Comme sur tous les chemins de Compostelle, il te faut un Carte de pèlerin (Credencial) — délivré ici par l'association ACSJO à la basilique Saint-Sernin (d'avril à octobre, tous les jours de 15 h à 18 h). Il est préférable de le commander à l'avance en ligne afin de le recevoir à temps pour le début de ton voyage. Et planifie tes étapes à l'avance, car sur ce chemin, c'est le lit réservé qui fait la différence, pas ta condition physique — le plus simple est de le faire directement dans l'application Camino Ninja, où tu peux organiser tes étapes et réserver les hébergements correspondants en même temps.

Ce que te coûte ce trajet

Compte avec De 35 à 55 € par jour (Situation en août 2026). Une nuit dans un gîte d’étape français coûte entre 17 et 20 €, parfois moins — le gîte communal de Rieux-Volvestre est à 15 € —, et à l’arrivée, l’auberge « Halte Pèlerins » située dans le presbytère de Saint-Bertrand 25 € par personne, petit-déjeuner compris, en espèces ou par chèque ; les cartes bancaires ne sont pas acceptées. Les chambres d’hôtes sont nettement plus chères (75 € la chambre, plus 25 € pour le dîner sont attestés sur le parcours) ; la règle empirique française « comptez 50 € par jour » s’applique également ici. Pour six jours, cela représente, selon le style: 250 à 350 € sans compter le trajet. Tu peux faire des économies sur les repas : les étapes sont des petites villes bien établies, dotées d'un supermarché et d'une boulangerie ; ce ne sont pas des hameaux sans commerces.

Comment s'y rendre

Toulouse C'est le point de départ le plus pratique qu'un chemin de Compostelle puisse offrir : l'aéroport de Blagnac est desservi par des vols en provenance de l'ensemble de l'espace germanophone et se trouve à une demi-heure du centre-ville en tramway ; la gare Toulouse-Matabiau On peut s'y rendre via Paris ou — avec moins de correspondances et un trajet plus agréable — via Barcelone et Narbonne. De la gare à la basilique Saint-Sernin, il faut compter une vingtaine de minutes à pied à travers la vieille ville. Ceux qui empruntent la Via Tolosana n'a même pas besoin de faire le déplacement — il entre directement.

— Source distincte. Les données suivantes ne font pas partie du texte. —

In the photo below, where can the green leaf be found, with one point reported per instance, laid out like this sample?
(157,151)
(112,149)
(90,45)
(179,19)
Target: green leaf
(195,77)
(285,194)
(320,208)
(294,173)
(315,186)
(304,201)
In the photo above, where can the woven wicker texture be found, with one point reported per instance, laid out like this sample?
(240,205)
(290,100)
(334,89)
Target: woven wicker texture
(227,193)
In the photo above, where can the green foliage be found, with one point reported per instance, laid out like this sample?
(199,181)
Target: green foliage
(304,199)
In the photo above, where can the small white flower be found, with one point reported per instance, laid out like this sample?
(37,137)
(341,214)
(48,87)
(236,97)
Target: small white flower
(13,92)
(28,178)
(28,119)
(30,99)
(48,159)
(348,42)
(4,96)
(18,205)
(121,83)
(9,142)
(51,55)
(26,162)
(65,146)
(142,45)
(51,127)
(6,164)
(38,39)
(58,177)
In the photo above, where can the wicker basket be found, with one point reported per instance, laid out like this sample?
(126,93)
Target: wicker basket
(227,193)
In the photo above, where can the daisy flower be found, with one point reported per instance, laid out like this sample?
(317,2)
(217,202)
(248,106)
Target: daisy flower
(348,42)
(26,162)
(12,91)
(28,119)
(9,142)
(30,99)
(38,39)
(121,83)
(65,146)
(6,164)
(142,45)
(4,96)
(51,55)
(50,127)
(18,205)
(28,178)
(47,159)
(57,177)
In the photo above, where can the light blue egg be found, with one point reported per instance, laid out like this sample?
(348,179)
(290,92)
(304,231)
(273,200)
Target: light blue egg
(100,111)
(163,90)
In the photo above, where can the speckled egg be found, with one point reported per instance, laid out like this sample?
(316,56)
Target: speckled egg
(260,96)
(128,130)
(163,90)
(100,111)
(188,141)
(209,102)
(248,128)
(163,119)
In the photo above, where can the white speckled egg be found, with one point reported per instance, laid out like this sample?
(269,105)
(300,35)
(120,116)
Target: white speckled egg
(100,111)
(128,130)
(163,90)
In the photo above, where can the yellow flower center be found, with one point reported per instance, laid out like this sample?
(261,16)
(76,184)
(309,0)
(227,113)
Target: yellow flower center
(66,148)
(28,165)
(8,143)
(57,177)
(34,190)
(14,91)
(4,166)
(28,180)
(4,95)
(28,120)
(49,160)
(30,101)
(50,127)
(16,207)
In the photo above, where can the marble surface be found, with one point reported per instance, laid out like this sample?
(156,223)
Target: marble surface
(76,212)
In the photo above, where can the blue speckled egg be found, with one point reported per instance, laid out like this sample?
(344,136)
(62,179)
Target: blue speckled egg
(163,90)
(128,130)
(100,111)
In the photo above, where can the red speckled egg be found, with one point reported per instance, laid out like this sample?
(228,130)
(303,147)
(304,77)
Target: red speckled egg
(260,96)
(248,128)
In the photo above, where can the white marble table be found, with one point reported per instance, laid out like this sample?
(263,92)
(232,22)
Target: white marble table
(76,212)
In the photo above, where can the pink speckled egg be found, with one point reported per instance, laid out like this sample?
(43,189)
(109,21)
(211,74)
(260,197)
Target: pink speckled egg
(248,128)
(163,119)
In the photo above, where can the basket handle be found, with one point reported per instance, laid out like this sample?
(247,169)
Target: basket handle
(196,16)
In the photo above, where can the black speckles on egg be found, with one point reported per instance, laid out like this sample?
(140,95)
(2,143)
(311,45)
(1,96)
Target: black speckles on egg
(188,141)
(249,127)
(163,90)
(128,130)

Le retour est tout aussi simple : depuis la destination, il faut descendre environ cinq kilomètres pour rejoindre la gare Montréjeau–Gourdan-Polignan sur la ligne Toulouse-Tarbes, puis de là, retour à Toulouse ou poursuite du trajet vers Pau et Bayonne. C'est justement cette ligne qui permet de découper si facilement cet itinéraire : elle dessert presque toutes les étapes.

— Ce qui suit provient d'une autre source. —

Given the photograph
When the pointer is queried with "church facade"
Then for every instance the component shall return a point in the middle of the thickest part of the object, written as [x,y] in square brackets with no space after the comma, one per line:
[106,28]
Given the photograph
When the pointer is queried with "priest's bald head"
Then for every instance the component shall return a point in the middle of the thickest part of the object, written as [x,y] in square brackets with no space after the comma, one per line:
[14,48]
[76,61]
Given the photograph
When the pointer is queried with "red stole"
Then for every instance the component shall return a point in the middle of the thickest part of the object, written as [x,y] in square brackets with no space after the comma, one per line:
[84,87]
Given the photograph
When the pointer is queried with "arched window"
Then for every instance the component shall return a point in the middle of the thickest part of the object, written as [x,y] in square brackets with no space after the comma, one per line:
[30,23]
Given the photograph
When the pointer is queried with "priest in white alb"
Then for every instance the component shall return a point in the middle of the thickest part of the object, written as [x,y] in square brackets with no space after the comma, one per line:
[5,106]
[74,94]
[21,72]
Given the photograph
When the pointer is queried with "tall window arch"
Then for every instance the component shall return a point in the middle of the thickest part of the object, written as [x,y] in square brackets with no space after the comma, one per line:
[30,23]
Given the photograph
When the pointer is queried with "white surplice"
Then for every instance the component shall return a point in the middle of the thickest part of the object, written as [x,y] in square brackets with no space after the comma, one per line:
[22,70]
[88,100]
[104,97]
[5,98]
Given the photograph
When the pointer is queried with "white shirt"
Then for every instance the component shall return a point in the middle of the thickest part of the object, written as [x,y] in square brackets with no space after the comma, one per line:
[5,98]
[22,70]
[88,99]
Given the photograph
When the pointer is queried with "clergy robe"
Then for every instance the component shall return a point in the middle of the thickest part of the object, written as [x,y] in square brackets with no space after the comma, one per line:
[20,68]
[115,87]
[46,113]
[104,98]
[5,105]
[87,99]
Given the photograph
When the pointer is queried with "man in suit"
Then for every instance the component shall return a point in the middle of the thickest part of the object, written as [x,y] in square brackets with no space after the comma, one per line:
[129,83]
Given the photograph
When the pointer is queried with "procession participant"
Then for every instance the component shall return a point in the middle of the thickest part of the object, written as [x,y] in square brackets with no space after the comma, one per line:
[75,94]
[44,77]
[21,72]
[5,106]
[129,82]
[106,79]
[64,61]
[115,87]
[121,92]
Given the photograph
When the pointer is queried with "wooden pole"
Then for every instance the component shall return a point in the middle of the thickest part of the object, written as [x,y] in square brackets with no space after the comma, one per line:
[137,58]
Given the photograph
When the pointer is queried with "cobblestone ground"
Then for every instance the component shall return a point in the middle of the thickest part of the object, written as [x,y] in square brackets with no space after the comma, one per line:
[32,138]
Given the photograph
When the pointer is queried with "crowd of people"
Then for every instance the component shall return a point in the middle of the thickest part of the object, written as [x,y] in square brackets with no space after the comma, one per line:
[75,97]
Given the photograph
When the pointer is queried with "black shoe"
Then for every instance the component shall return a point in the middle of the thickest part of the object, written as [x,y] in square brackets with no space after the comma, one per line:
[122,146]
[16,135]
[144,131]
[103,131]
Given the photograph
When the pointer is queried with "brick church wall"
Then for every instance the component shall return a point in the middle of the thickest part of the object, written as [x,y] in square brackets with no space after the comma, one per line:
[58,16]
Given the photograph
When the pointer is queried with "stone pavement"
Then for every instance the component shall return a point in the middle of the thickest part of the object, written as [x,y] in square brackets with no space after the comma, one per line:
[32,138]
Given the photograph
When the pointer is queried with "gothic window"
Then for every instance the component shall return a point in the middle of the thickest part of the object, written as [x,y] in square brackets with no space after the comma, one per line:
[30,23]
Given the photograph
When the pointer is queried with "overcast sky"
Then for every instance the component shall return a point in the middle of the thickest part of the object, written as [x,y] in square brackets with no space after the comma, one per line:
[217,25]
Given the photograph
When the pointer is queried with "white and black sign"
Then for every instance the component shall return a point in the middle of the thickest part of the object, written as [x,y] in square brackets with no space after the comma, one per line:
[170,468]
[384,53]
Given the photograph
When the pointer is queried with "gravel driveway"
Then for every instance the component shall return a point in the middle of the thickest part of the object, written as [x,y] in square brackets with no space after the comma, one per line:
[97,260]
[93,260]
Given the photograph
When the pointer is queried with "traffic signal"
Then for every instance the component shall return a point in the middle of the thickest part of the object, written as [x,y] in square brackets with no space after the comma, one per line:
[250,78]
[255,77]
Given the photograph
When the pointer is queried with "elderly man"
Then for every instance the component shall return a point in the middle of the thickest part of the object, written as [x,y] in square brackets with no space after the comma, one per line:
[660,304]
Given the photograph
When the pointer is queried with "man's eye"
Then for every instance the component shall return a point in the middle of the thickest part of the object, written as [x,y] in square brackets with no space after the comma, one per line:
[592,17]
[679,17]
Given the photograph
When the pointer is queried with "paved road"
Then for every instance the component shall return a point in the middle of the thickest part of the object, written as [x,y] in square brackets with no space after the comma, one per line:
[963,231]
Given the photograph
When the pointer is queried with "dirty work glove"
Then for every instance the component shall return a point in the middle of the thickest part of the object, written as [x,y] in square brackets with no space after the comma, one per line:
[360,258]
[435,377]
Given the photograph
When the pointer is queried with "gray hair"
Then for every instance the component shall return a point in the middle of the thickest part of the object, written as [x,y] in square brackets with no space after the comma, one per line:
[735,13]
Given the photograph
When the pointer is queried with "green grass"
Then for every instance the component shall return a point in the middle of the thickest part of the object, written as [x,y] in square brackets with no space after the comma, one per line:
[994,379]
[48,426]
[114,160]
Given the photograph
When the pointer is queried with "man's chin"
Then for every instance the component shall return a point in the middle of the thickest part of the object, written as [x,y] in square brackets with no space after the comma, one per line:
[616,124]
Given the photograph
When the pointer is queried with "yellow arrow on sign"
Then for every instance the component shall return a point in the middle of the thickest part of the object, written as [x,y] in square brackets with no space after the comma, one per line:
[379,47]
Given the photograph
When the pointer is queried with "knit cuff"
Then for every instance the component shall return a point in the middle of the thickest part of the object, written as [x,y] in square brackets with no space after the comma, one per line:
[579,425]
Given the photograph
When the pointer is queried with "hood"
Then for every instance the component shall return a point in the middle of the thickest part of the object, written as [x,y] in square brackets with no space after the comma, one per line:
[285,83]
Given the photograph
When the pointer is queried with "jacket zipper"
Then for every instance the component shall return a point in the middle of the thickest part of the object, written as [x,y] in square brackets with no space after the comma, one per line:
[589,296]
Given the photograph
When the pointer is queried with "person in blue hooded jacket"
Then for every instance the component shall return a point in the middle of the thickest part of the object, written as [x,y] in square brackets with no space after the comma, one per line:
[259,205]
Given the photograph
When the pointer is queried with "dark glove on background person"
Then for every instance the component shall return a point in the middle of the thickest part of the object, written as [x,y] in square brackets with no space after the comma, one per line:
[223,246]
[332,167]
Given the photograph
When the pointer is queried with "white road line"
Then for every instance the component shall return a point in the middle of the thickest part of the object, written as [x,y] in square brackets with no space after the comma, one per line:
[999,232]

  • Comment se rendre au point de départ: Aéroport de Toulouse-Blagnac (vols directs depuis l'Allemagne, l'Autriche et la Suisse), gare de Toulouse-Matabiau (via Paris ou Barcelone/Narbonne) ; environ 20 minutes à pied jusqu'à la basilique Saint-Sernin.
  • Retour depuis Saint-Bertrand: À environ 5 km de la gare de Montréjeau–Gourdan-Polignan, sur la ligne Toulouse–Tarbes/Pau ; Toulouse est accessible en un peu plus d'une heure et demie.
  • Entrée intermédiaire: Gares de Muret, Carbonne, Cazères, Martres-Tolosane, Boussens et Saint-Gaudens (tarif régional liO, exemples de prix : Cazères–Muret 3 €, Boussens–Toulouse 5 €).